PPC members have always been very good at putting numbers on their folding-carton output. This is why they don’t expect their short-run numbers to remain static. Nearly all of the respondents—including those who said that they thrive on long-run work—agreed that low-volume production is now part of the packaging printing business model. More than 80% said that demand for short-run work would increase. All of the packaging solutions we saw at drupa are designed to help them meet that demand. 

There’s more to coping with changes in volume than just putting inkjet ink or toner on substrates. About 25% of our respondents said that adding digital capability also helped with order entry—the process of receiving jobs and preparing them to join the plant’s print manufacturing workflow.

It’s an important insight. Digital printing changes everything—marketing strategies, pricing, sales compensation. But, nothing changes as dramatically as the number of jobs moving through the plant.

Combining short-run digital volume with the output of an efficient conventional press department could put hundreds of new jobs into the pipeline every week—a production manager’s nightmare. The good news is the digital front ends and workflow architectures that come with the printing equipment give managers the tools they need for keeping throughput under control.

Packaging printers are optimistic about what digital production can do for them. Although operational relief is the main motivation, nearly half of the respondents who said their digital volumes would grow also viewed adopting digital printing as an offensive move: a step enabling them to break into other markets besides folding cartons. They identified labels, flexible film, shrink sleeves, and litho lamination as prime digital printing opportunities, 

Something to keep in mind when forecasting the future of digital print for packaging is that the norms and parameters of print manufacturing aren’t what they used to be. For example, we used to associate digital printing exclusively with short runs and personalization. But, one look at a T-series inkjet web press from HP tells us that this form of digital printing is principally about high-volume production, with variable content or without it.

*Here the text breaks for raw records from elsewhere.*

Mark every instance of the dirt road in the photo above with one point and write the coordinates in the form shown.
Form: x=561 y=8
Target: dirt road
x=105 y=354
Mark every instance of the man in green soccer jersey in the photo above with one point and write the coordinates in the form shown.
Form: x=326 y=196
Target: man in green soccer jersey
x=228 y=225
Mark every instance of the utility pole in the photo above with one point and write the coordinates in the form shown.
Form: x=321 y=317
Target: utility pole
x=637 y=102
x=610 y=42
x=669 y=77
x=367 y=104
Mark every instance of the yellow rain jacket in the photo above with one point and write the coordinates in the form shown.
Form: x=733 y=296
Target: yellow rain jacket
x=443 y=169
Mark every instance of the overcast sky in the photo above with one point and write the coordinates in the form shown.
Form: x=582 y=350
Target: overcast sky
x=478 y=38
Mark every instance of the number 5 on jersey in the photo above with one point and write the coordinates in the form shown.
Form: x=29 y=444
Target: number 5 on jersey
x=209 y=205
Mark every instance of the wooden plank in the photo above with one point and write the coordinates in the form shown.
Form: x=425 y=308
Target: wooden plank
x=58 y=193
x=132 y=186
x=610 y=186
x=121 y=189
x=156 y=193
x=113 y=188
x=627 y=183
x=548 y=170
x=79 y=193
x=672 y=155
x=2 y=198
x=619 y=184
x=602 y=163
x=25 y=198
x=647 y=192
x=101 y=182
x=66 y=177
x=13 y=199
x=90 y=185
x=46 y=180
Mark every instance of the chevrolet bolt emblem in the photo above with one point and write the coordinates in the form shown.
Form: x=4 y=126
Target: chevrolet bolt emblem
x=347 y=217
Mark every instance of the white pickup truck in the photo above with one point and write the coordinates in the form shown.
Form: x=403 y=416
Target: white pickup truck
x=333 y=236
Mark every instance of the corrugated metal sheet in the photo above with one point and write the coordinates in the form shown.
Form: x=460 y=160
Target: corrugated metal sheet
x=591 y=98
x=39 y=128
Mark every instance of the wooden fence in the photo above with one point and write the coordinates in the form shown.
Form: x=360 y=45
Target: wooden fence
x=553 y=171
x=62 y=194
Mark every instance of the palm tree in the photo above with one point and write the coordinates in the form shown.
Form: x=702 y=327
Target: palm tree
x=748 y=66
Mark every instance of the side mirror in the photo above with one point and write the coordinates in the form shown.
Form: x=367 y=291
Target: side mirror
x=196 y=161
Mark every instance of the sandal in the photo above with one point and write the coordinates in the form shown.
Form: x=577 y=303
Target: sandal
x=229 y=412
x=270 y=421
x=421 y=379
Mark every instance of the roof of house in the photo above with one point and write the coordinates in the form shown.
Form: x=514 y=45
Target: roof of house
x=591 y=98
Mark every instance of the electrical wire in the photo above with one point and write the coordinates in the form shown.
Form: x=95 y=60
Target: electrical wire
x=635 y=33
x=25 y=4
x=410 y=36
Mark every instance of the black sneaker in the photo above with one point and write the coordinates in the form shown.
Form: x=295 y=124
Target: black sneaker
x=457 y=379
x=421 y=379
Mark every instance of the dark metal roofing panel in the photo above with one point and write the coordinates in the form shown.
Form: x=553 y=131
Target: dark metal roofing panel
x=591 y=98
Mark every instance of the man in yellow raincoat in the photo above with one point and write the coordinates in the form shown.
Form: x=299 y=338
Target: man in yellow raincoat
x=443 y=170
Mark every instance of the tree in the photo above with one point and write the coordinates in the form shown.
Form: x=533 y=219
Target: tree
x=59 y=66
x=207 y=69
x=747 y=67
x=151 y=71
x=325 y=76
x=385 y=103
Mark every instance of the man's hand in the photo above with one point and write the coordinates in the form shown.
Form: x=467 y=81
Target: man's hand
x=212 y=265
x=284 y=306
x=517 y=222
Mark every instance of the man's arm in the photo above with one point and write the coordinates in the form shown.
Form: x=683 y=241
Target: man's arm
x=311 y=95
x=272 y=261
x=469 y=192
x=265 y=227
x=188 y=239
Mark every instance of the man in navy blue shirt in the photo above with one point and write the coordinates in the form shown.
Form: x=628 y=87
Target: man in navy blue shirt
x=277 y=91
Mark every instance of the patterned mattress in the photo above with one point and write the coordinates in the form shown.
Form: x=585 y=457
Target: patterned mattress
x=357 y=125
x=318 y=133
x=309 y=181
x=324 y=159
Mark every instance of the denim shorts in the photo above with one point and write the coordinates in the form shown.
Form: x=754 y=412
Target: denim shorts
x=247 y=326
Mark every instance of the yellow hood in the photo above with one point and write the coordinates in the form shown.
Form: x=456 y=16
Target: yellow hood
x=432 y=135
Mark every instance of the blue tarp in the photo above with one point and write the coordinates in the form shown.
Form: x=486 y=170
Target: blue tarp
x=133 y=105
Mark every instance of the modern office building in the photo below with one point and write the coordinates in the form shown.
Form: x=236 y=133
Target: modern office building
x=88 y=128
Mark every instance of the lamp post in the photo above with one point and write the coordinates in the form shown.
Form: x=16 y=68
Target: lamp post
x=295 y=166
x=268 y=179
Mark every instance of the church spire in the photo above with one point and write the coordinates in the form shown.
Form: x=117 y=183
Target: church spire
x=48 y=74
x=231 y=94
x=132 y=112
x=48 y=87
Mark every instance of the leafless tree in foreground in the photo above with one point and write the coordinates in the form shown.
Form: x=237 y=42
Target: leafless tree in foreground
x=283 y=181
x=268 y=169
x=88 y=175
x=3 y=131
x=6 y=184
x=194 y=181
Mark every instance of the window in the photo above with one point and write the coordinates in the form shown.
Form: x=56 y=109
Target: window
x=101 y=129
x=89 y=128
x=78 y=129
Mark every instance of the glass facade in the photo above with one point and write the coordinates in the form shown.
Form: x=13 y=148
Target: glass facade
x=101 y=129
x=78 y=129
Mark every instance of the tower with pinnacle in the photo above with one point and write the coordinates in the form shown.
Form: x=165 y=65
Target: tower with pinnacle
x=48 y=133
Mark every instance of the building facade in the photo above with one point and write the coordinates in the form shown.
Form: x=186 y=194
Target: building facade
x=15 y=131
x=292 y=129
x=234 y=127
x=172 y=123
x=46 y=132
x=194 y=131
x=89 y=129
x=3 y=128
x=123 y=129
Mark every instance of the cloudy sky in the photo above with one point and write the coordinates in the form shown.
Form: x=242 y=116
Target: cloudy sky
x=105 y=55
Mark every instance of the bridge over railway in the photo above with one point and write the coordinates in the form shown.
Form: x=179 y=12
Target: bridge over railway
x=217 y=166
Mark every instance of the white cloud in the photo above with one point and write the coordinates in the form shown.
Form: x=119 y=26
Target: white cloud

The analog press manufacturers aren’t sitting still either when it comes to turning run-length rules upside down. Conventional presses are still oriented to high-volume production, but the newer ones are getting amazingly good at producing in small quantities as well. A Karstedt Partners client recently installed a 54" sheetfed press for just this purpose. This machine turns out up 20 jobs a day, all of them short-run. Methodical prepress and platemaking support keeps production uninterrupted—and profitable.

There is always a pent-up demand for operational efficiency in packaging printing. The takeaway from drupa 2016 is that both digital and conventional production technologies are giving packaging printers new ways of achieving the efficiencies they want. How individual companies go about doing it will be a fascinating trend to follow.